Sadece başörtüsü taktığı için üniversitelerimizin kapısından çevrilenlerin, imam hatipte okumaya gayret edenlerin 28 Şubat zulmünün içinde nasıl yaşadıklarını ben de gördüm. Sadece bir siyasi partide faaliyet gösterdiği, hatta yalnızca ona muhabbet beslediği için tacizlere maruz kalanlar oldu. Okullarda cadı avına çıkıldı, işyerlerinde cadı avına çıkıldı, din adamı kisvesinde başörtüsüne “füruat” diyenler çıktı ortaya.
‘Yarasa’ diye hakaret ettikleri insanlar milletin umudu, önderi oldular. Bu süreçte yol açılan mağduriyetlerin acısı yüreklerde tabii ki kalacak. Onlar bedel ödediler. Üniversite kapısında başörtüsü hoyratça çekilerek alınmak istenen yavrularımızın gözyaşları hiçbir zaman unutulmayacak… Bunun bedelini ben de ödedim. Benim de 3 yavru aynı şekilde katsayı engeli ile ülkemde okuyamadı. Yüksek puan almalarına rağmen okuyamadılar.
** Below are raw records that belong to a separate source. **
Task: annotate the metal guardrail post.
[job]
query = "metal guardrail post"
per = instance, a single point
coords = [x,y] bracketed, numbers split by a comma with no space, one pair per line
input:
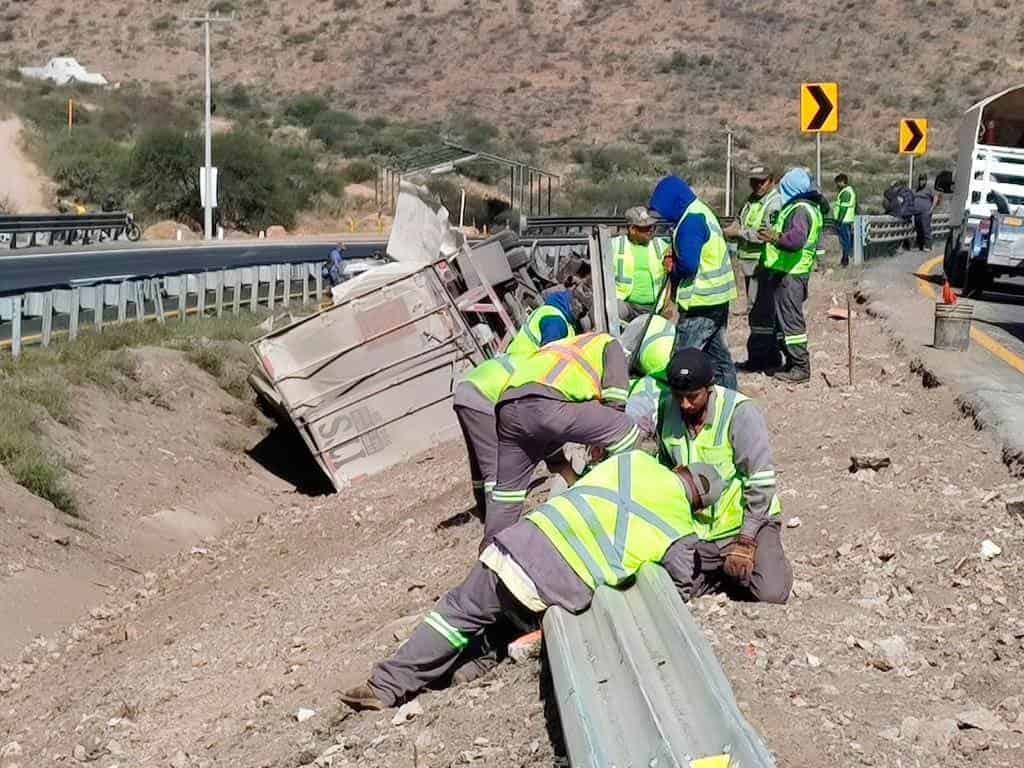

Onlar öyle kararlıydılar ki, her ihtilalde gerekirse milyonlarca insanın canından olmasını göze almışlardı. Bizim milletimizin devlet terbiyesi kendi varlığına kastetmiş olsa dahi devleti temsil edenler fiili mukavemete izin vermediği için böyle bir facia yaşanmadı. Bunun sebebi bu darbeleri yapanların aklı, vicdanı değildi, sadece milletimizin basireti idi…
28 Şubat’ta kızlarımızın zorla başlarının açılması yoluna gidildi, ikna odaları kuruldu. İnançlı tertemiz Anadolu insanın sahip olduğu firmalar fişlendi, ticari hayatları sona erdirildi. Medya kontrol altına alındı, siyasi partiler kapatıldı. Ülke süratle 2001 krizine doğru sürüklendi. 28 Şubat’ın özeti budur… 15 Temmuz’da tanklarla sokakları işgal etmeye çalışanlar, 28 Şubat’ı planlayanlarla aynı hedeftedir. Bunlar darbe kardeşidir.